Conosco da una vita i premi Ig Nobel. Ho comprato un libro – in inglese – che raccoglie molti articoli dagli Annals of Improbable Research, e sono persino coautore di un articolo ivi apparso. Potete quindi capire come mi sia arrabbiato a leggere questo libro (Aleksandra Krohe e Madeleine Veyssié, 14 scoperte scientifiche che non sono servite a niente [Le top 14 des découvertes scientifiques qui n’ont servi à rien], Bompiani 2017 [2016], pag. 384, € 6,99 (cartaceo: € 13), ISBN 9788845283888, trad. Mara Dompè, link Amazon). Le due autrici hanno infatti deliberatamente scelto di presentare quasi solo “ricerche scientifiche” fasulle, nonostante lo scopo dichiarato di Marc Abrahams sia quello di “far ridere prima, e pensare poi”. Persino quando hanno presentato risultati buffi ma con un certo qual senso, si sono premurate di mettere il lettore in guardia dall’inutilità della ricerca stessa: si legga l’ultimo capitolo sulla misura quantitativa del dolore percepito mentre si guardano bei quadri per farsene un’idea. Io sono totalmente d’accordo sull’evitare di pensare alla scienza solo come roba seriosissima, ma un libro come questo dà l’impressione opposta. Nulla da eccepire sulla traduzione di Mara Dompè.

Classifiche buttate lì

L’altra settimana qualcuno ha citato il sito irpef.info (che ovviamente non ha nulla di ufficiale…) per la sua classifica dei contribuenti. In pratica tu indichi un reddito e ti viene detto in che posizione ti trovi nella classifica dei maggiori contribuenti italiani (o se preferisci in quella dei tre maggiori comuni italiani Roma Milano e Napoli… oppure a Palermo).
Vabbè, nulla di male: in fin dei conti non si danno dati personali ma si inserisce solo un numero che può o no essere quello del tuo reddito. La cosa che non mi torna è la loro spiegazione di come viene calcolata la posizione:

Il programma di calcolo utilizza i numeri ufficiali elaborandoli però con un elemento di approssimazione. Infatti mentre le statistiche del Dipartimento indicano quanti contribuenti rientrano in una certa fascia di reddito, ad esempio quella compresa tra 35 mila e 40 mila euro, il programma permette di individuare una posizione assoluta: questo è possibile perché si suppone che i redditi siano distribuiti in modo esattamente uniforme.

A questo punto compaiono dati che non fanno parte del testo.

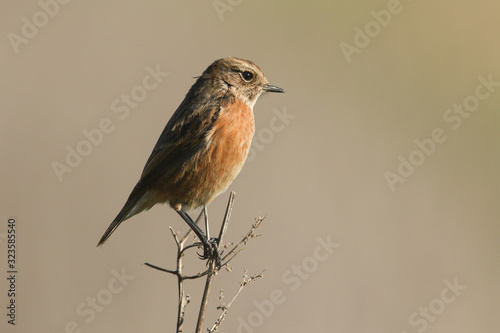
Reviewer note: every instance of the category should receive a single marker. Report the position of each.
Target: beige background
(322, 175)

Rileggete bene questa frase. viene indicata una posizione assoluta partendo da dati aggregati. Occhei, è come dire misurare la distanza tra Torino e Milano in centimetri, e quindi avere un dato intrinsecamente non valutabile, ma non stiamo a sottilizzare. Il vero problema dal mio punto di vista è un altro. Approssimare “a scalini” (in realtà a piani inclinati) la distribuzione dei redditi è davvero rozzo, e lo potrei accettare giusto se dovessi fare i conti a manina. In prima approssimazione, possiamo immaginare che la distribuzione dei redditi segua più o meno una poissoniana, una curva con una salita rapida e una discesa più lenta; ma anche senza avere studiato statistica non ci vuole molto a trovare una routine che ti calcoli una spline (dalla voce di Wikipedia forse non ci ricavate molto, ma in pratica è una funzione senza angoli o bruschi cambiamenti di direzione che unisce una serie di punti).
Certo, all’atto pratico non cambia molto, è solo un giochetto: però quando uno gioca dovrebbe farlo nel miglior modo possibile.